Finite-state machine explained

A finite-state machine (FSM) or finite-state automaton (FSA, plural: automata), finite automaton, or simply a state machine, is a mathematical model of computation. It is an abstract machine that can be in exactly one of a finite number of states at any given time. The FSM can change from one state to another in response to some inputs; the change from one state to another is called a transition.[1] An FSM is defined by a list of its states, its initial state, and the inputs that trigger each transition. Finite-state machines are of two types—deterministic finite-state machines and non-deterministic finite-state machines.[2] For any non-deterministic finite-state machine, an equivalent deterministic one can be constructed.

The behavior of state machines can be observed in many devices in modern society that perform a predetermined sequence of actions depending on a sequence of events with which they are presented. Simple examples are: vending machines, which dispense products when the proper combination of coins is deposited; elevators, whose sequence of stops is determined by the floors requested by riders; traffic lights, which change sequence when cars are waiting; combination locks, which require the input of a sequence of numbers in the proper order.

The finite-state machine has less computational power than some other models of computation such as the Turing machine.[3] The computational power distinction means there are computational tasks that a Turing machine can do but an FSM cannot. This is because an FSM's memory is limited by the number of states it has.
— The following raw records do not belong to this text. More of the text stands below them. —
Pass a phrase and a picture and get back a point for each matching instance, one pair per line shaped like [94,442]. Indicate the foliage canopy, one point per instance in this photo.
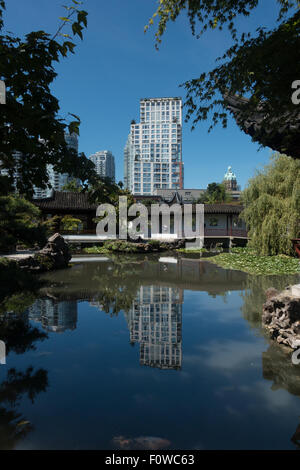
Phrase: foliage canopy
[272,206]
[32,133]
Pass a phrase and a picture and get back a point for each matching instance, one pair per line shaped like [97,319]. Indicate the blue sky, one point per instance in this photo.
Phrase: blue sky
[117,64]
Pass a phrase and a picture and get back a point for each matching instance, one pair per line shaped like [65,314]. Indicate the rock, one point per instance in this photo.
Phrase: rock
[270,293]
[281,317]
[55,253]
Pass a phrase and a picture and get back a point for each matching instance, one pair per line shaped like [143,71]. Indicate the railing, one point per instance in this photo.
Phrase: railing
[208,232]
[219,232]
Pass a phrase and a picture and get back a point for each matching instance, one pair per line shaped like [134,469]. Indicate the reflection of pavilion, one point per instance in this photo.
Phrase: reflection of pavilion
[54,316]
[155,321]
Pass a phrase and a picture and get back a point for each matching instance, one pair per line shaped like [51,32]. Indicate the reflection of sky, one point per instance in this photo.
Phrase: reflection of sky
[99,394]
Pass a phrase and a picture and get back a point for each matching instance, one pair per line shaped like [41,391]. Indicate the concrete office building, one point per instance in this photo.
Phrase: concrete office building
[104,162]
[153,153]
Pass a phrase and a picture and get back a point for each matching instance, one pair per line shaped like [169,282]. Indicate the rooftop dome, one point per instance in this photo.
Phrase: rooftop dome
[229,175]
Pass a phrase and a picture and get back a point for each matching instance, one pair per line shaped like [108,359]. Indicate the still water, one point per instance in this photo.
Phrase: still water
[146,352]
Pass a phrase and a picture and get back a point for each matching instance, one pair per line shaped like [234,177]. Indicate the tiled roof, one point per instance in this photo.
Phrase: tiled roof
[222,209]
[66,201]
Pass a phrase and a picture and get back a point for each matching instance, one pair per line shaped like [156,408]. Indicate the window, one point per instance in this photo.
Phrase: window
[213,222]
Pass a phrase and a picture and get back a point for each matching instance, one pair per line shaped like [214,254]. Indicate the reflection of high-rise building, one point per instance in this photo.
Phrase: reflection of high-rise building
[54,316]
[155,321]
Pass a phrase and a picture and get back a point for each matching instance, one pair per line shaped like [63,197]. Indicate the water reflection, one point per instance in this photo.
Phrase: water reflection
[54,316]
[155,322]
[186,316]
[20,337]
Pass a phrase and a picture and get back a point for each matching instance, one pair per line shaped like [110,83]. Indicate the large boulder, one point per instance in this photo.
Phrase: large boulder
[56,253]
[281,316]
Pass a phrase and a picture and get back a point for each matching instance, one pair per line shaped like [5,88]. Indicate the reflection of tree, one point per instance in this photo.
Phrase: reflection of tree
[18,334]
[254,295]
[13,426]
[279,369]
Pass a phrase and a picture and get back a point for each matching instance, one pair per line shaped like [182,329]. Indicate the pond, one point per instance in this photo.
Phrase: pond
[146,352]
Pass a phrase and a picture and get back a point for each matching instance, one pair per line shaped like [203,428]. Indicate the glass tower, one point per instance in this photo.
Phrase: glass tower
[153,153]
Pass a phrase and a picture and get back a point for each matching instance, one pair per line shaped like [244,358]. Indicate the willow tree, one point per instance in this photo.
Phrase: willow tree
[263,66]
[272,206]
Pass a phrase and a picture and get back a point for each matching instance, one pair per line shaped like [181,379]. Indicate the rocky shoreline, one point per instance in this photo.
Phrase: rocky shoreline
[54,255]
[281,316]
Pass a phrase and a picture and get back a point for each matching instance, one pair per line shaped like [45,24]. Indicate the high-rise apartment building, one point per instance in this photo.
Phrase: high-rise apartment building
[105,164]
[153,153]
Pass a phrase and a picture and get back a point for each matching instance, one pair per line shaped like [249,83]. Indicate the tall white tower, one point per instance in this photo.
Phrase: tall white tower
[153,154]
[104,162]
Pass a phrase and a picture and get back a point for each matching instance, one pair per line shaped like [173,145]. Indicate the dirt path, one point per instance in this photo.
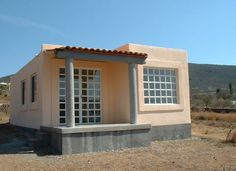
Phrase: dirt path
[192,154]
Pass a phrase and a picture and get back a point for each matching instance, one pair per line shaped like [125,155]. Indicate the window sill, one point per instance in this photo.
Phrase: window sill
[161,107]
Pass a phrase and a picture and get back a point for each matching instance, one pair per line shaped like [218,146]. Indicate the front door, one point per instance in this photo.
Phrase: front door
[87,90]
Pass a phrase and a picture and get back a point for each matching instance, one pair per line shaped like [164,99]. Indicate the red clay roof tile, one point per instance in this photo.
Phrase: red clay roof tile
[102,51]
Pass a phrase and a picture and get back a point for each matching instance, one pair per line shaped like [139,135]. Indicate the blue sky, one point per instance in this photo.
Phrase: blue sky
[205,28]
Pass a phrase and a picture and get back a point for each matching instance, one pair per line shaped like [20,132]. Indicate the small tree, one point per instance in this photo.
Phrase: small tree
[207,100]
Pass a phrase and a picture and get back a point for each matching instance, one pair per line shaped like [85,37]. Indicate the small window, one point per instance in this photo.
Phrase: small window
[23,92]
[159,86]
[34,88]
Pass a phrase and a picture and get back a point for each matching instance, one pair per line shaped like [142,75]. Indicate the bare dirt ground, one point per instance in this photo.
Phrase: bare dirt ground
[205,151]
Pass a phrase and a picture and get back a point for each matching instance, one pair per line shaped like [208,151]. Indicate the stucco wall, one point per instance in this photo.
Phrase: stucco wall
[163,58]
[28,115]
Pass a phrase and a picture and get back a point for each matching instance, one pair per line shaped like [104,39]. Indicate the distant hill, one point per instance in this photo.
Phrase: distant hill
[5,79]
[207,78]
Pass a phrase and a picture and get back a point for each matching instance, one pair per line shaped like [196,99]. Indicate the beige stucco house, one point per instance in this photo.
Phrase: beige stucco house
[97,99]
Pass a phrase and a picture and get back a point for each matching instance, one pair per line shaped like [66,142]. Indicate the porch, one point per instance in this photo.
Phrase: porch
[103,137]
[78,134]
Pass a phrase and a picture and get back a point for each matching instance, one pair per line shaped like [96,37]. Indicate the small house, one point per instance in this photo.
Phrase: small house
[97,99]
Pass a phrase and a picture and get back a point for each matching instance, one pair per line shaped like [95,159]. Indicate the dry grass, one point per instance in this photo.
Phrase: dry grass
[231,137]
[229,117]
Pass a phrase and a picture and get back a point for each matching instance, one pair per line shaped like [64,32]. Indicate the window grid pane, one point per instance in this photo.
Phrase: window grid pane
[159,86]
[87,96]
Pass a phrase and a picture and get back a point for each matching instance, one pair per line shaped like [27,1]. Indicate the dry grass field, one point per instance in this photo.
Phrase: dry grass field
[206,150]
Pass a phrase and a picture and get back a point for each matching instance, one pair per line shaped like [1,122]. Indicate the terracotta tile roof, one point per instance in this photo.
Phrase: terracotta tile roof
[102,51]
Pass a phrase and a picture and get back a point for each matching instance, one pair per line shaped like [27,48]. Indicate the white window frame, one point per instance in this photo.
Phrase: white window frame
[23,94]
[160,86]
[34,88]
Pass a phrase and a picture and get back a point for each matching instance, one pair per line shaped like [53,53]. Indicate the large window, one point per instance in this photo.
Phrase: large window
[159,86]
[33,88]
[87,99]
[23,92]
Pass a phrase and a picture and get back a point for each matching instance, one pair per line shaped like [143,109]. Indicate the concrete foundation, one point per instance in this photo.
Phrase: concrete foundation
[93,138]
[171,132]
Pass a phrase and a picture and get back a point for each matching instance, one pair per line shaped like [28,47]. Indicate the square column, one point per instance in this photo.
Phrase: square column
[70,115]
[133,93]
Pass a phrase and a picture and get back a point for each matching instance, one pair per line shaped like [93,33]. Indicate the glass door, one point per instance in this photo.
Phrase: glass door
[87,90]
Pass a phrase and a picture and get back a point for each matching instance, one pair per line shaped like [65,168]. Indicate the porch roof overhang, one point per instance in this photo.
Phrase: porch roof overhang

A finite-state machine has the same computational power as a Turing machine that is restricted such that its head may only perform "read" operations, and always has to move from left to right. FSMs are studied in the more general field of automata theory.

Example: coin-operated turnstile

An example of a simple mechanism that can be modeled by a state machine is a turnstile.[4] [5] A turnstile, used to control access to subways and amusement park rides, is a gate with three rotating arms at waist height, one across the entryway. Initially the arms are locked, blocking the entry, preventing patrons from passing through. Depositing a coin or token in a slot on the turnstile unlocks the arms, allowing a single customer to push through. After the customer passes through, the arms are locked again until another coin is inserted.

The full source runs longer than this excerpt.